The problem
As an Azure or Databricks admin, you sometimes need to create Azure Databricks workspaces. You don’t want do it from the portal everytime, as it does not scale. The answer is to use ARM templates, or Bicep. You create the resources through the portal, enable workspace logging from Diagnostic Settings, and export the resource ARM-template. Then you notice, the diagnostic settings are not included in the template. What to do?
Template for Diagnostic Settings
You can find templates for diagnostic settings from the Azure documentation. Now you have the basic template but what are the categories for logs in the Azure Databricks resource? There is a reference guide for logging but the categories, or service names as they are on the page, are not all documented and their names are not the same as in the diagnostic settings. Where can you find the category names?
Finding the category info
In the Azure portal, add a diagnostic setting for the Azure Databricks Workspace resource, and click the ‘JSON view’ link. The panel that opens up, contains the category settings in JSON which you combine to the template.
Here are all the current categories listed as a Bicep array:
var dg_setting_categories = [
{
category: 'dbfs'
enabled: true
}
{
category: 'clusters'
enabled: true
}
{
category: 'accounts'
enabled: true
}
{
category: 'jobs'
enabled: true
}
{
category: 'notebook'
enabled: true
}
{
category: 'ssh'
enabled: true
}
{
category: 'workspace'
enabled: true
}
{
category: 'secrets'
enabled: true
}
{
category: 'sqlPermissions'
enabled: true
}
{
category: 'instancePools'
enabled: true
}
{
category: 'sqlAnalytics'
enabled: true
}
{
category: 'genie'
enabled: false
}
{
category: 'globalInitScripts'
enabled: true
}
{
category: 'iamRole'
enabled: true
}
{
category: 'mlflowExperiment'
enabled: false
}
{
category: 'featureStore'
enabled: false
}
{
category: 'RemoteHistoryService'
enabled: false
}
{
category: 'mlflowAcledArtifact'
enabled: false
}
{
category: 'databrickssql'
enabled: true
}
{
category: 'deltaPipelines'
enabled: true
}
{
category: 'modelRegistry'
enabled: false
}
{
category: 'repos'
enabled: true
}
{
category: 'unityCatalog'
enabled: true
}
{
category: 'gitCredentials'
enabled: true
}
{
category: 'webTerminal'
enabled: true
}
{
category: 'serverlessRealTimeInference'
enabled: true
}
{
category: 'clusterLibraries'
enabled: true
}
{
category: 'partnerHub'
enabled: true
}
{
category: 'clamAVScan'
enabled: true
}
{
category: 'capsule8Dataplane'
enabled: true
}
{
category: 'BrickStoreHttpGateway'
enabled: true
}
{
category: 'Dashboards'
enabled: true
}
{
category: 'CloudStorageMetadata'
enabled: true
}
{
category: 'PredictiveOptimization'
enabled: true
}
{
category: 'DataMonitoring'
enabled: true
}
{
category: 'Ingestion'
enabled: true
}
{
category: 'MarketplaceConsumer'
enabled: true
}
{
category: 'LineageTracking'
enabled: true
}
]
And here is an example of a diagnostic setting configuration using a for-loop.

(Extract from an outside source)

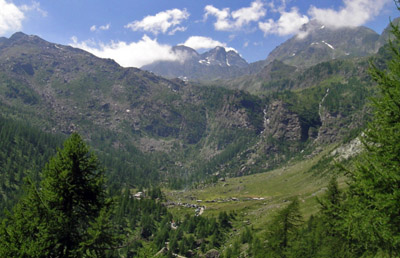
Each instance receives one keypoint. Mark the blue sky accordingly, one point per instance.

Note that the scope has to be your Databricks workspace resource. This example sends the logs to a storage account.
resource setting 'Microsoft.Insights/diagnosticSettings@2021-05-01-preview' = {
name: 'dg-databricks-logs'
scope: dbw_databricks_workspace
properties: {
storageAccountId: st_databricks_logs.id
logs: [ for cat in dg_setting_categories: {
category: cat.category
enabled: cat.enabled
retentionPolicy: {
days: 0
enabled: false
}
}
]
metrics: []
}
}
If you want to enable all the logs, you can just use the categoryGroup. Here’s an example
{
"category": null,
"categoryGroup": "allLogs",
"enabled": true,
"retentionPolicy": {
"days": 0,
"enabled": false
}
}
User query logging
One thing to keep in mind is that if you need to log the user SQL-queries and other commands, enabling the SQL-categories from diagnostic settings is not enough. You need to enable verbose audit logs from the workspace settings.

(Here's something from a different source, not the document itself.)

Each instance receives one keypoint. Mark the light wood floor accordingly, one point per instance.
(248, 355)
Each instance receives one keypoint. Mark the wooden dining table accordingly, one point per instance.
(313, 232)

You might to want to do it using the Databricks REST API or Databricks CLI. Using these tools, what is the setting name? Fortunately, someone has documented it.
Here is how you can query and enable the verbose logging using the Databricks CLI.
$ databricks workspace-conf get-status enableVerboseAuditLogs
$ databricks workspace-conf set-status --json '{ "enableVerboseAuditLogs": "true" }'
One more thing to note. If logging user queries is required for compliance, you might need to send the logs to a Log Analytics workspace and create an alert for any changes in the verbose logging.